Maryann grinned. “I swear, Rose, if I weren’t driving I would hug you. So, have you told him?”
“You mean in words?”
“Yes, Rose, in words.”
“No.”
“Well, exactly when—”
“When the time is right,” Rose said firmly. “As I’ve told you a zillion times, even a best friend doesn’t get a full rundown of some things—no details, no specifics, no dimensions.”
“Spoilsport,” she grumbled, then smiled again. “But I’ll rise to the occasion and be gracious.”
Before Rose could do more than turn to eye her warily, she added, “If you’ll do the same. Come on, Rose, admit Gramma Viola and I were right, or, if you won’t do that, at least admit you’re happy.”
“I’m happy,” Rose told her without hesitation. “Very happy. Oh, hell, Maryann, I’m delirious.”

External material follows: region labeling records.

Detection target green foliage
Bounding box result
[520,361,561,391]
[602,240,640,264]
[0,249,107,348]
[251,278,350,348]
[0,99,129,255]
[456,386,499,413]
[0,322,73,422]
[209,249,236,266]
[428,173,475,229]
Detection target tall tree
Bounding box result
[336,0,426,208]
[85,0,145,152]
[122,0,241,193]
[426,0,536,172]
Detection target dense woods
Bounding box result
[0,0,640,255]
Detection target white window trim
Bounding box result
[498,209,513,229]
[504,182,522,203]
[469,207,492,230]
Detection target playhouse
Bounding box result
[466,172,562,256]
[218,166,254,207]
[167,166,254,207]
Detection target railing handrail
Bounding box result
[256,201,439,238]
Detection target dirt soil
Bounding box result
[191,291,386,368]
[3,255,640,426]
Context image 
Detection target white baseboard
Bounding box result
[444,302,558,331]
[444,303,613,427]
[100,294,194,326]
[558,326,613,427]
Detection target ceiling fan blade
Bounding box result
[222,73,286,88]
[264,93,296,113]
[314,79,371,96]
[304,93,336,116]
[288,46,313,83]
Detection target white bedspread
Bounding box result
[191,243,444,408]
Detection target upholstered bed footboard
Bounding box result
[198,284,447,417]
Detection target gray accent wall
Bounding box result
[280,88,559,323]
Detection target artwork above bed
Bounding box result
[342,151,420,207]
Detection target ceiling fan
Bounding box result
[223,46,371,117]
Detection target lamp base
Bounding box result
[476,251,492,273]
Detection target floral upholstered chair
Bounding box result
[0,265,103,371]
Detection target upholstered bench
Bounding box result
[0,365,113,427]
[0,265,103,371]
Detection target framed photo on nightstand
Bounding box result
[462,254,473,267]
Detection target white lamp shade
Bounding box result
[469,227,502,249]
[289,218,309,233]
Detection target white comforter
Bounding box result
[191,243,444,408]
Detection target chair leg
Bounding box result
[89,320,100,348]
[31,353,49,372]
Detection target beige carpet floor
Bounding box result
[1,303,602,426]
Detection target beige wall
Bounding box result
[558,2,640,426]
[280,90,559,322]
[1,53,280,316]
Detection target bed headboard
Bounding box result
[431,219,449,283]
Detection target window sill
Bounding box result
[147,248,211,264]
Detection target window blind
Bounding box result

“I know…and I’m delirious for you.” She exhaled, squirming a little in her seat. “Thank God we got that settled. Now, will you please get back to that map and figure out how far it is to the next rest area? I’m rethinking the wisdom of having ordered that extra-large iced coffee for the ride.”
“We’re only about ten miles from Dana Edgerton’s house. I’m sure she’ll let you use her bathroom. She sounded very nice when I spoke to her on the phone.”
“Ten miles? Don’t you mean ten miles of winding, bumpy road?
”
On cue they hit a bump, and Maryann winced. “Distract me,” she ordered. “Tell me again how you found out this woman we’re going to see has one of these special old birds.”
Rose smiled at Maryann’s description, and pointed ahead to where 104 forked to the right.
“Luck. I happened to see the small ad she placed in the Treasure Chest. That’s a small paper for collectors,” she explained. “She’s collected this series of birds for as long as Devora, but she also collects several other pricey items and decided to concentrate all her time—and money—in a different direction. Because this is such a specialized item, she figured she’d try selling the pieces herself before going the auction route and paying a big commission.”
“Makes sense,” Maryann observed.
“We decided that because it is a private sale and we don’t live too far apart, we would both feel more comfortable handling it face-to-face. This way I get to inspect the piece personally, and Dana gets cash.”
“And lots of it,” countered her friend, her expression becoming wistful. “Just think, with that much money you could buy those snakeskin boots I want, in every color.”
“Except, I don’t think Griff is the type to wear high-heel snakeskin boots in any color, and Ted will end up buying you every color, anyway.”
She didn’t deny it. “Are you still planning for this to be a surprise?”
“Yes. I made an outrageous killing on that chintz I just sold, and Griff is always buying me flowers and dinner and frozen burritos, and I just want to do something for him.”
“Hey, I understand completely. It’s that fluttery thing.”
“Probably,” Rose conceded.
“So if this pans out, there will be only one bird still out there?”
“That’s right. When I asked Dana if she had it, she gave this mysterious little laugh and said she didn’t, but promised to tell me an interesting story about it when she saw me. That’s another reason I was eager to meet her. I’m hoping to pick her brain for a clue where to look next. Everything I’ve tried lately has been a dead end.”